Inland Branch Technical Seminar: The concrete wisdom of world-renowned Professor Pierre-Claude Aїtcin
Some 50 members and guests of the Inland Branch were treated to presentations by Professor Pierre-Claude Aïtcin, world authority on concrete technology, innovation and construction. Pierre-Claude Aïtcin, is Professor Emeritus of the Université de Sherbrooke, Canada, known and recognized for his visionary qualities, ability to innovate and social commitment, is a role-model for the engineering profession.
During his first brief visit to South Africa Professor Aitcin visited colleagues at the University of Witwatersrand, technical staff at PPC Cement, presented at Concrete Society techincal meetings in Johannsburg and Cape Town and finally, before spending some personal time touring the country, his colleagues at the University of Cape Town.

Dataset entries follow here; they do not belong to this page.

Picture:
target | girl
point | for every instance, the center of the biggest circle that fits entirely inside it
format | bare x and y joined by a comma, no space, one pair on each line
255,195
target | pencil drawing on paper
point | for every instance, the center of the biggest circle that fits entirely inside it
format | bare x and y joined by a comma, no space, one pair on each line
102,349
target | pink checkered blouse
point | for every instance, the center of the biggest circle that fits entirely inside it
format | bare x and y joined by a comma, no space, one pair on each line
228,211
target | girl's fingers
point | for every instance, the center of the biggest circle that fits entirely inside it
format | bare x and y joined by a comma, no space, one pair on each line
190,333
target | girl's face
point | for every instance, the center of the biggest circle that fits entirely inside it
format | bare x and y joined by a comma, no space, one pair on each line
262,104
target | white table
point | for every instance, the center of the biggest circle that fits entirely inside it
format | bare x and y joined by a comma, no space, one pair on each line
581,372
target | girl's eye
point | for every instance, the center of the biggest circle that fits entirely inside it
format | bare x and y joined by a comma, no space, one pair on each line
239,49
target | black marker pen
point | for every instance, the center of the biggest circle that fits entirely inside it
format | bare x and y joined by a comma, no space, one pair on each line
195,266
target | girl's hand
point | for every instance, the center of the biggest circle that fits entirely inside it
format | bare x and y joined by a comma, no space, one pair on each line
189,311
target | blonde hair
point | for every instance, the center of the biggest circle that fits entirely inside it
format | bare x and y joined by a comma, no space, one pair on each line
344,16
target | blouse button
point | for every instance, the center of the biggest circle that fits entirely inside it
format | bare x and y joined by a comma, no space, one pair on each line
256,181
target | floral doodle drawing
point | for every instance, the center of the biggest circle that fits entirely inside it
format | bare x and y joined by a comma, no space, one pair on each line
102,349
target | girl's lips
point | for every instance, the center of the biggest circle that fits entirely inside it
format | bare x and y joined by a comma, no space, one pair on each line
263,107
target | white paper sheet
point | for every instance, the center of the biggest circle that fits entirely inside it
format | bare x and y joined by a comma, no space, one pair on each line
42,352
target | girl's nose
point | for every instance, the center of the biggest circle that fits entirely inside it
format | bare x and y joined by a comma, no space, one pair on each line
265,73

Two presentations were given to the Inland Branch members entiled: "The sky’s the limit" and "The Science and Technology of Concrete Admixtures".
The sky’s the limit
The first presentation covered the history of concrete technology for high-rise buildingsduring the last fifty years, when concrete technology has made great progress, largely due to the control of concrete rheology through the use of superplasticizers and viscosity modifying admixtures. Thus, concrete rheology is no longer depending only on water, but rather on a judicious balance between water, superplasticizer and viscosity modifier dosages.
Professor Aïtcin went on to say that before the 1970’s, it was impossible to produce concretes having, at the same time, both a slump of 100 mm and a w/c ratio lower than 0.40, due to the limited performance of the lignosulfonate-based water reducers that were then the only dispersing admixtures available on the market.
But, as soon as the very efficient dispersing properties of polymelamine sulfonates and polynaphtalene sulfonates were discovered in Germany and Japan, respectively, it became possible to decrease the w/c ratio below 0.40 while at the same time increasing its slump up to 200 mm.
More recently, a new type of admixture, known as a viscosity modifying admixture (VMA), has been developed to control concrete rheology. VMA is now used when pumping concrete, for underwater concreting and in self-consolidating concrete.
These two innovations resulted in a significant advantage for concrete over steel for the construction of high-rise buildings: it is no longer necessary to use cranes to raise and place concrete; concrete can be pumped from the first to the highest floor. Thus, concrete was pumped up to 586 metres using a single pump during the construction of Dubai’s Burj Khalifa.
He then illustrated step by step, how the construction of high‐rise buildings has evolved from entirely steel structures to entirely concrete structures, by describing the construction of some landmark structures built from 1968 to the present time.
In concluding his first presentation, Professor Aïtcin stated that due to the development of powerful dispersing admixtures and viscosity modifying admixtures, it is now possible to build very efficiently and economically high-rise concrete structures. Thanks to entrepreneurs who challenged the limits of the use of concrete, this became possible with progressive learning over the years of how to pump high strength concretes “up to the sky”.
The Science and Technology of Concrete Admixtures
This presentation was based on Professor Aïtcin’s book with that title.
The book presents admixtures from both a theoretical and practical point-of-view. The authors emphasize key concepts that can be used to better understand the working mechanisms of these products by presenting a concise overview on the fundamental behaviour of Portland cement and hydraulic binders as well as their chemical admixtures.
It also discusses recent effects in concrete in terms of rheology, mechanics, durability, and sustainability, but never forgetting the fundamental role played by the water/binder ratio and proper curing in concrete technology.
Part One presents basic knowledge on Portland cement and concrete.
Part Two deals with the chemical and physical background needed to better understand what admixtures are chemically, and through subsequent sections present discussions on admixtures technology and two particular types of concrete, self-consolidating and ultra-high strength concretes, with final remarks on their future.
In conclusion, Prof Aïtcin predicted that in the future the interaction between particular cements and particular superplasticizers will be more and more complex because:
- commercial cements will be blended cements
- alternative fuels will be used more and more
- different sources of calcium sulphate will be used
The presentations were followed by a lively question time and the Chairman of the Inland Branch, Roelof Jacobs thanked Prof Aїtcin for sparing the time to visit the branch. He also thanked PPC for their generous sponsorship of the day which made the event possible.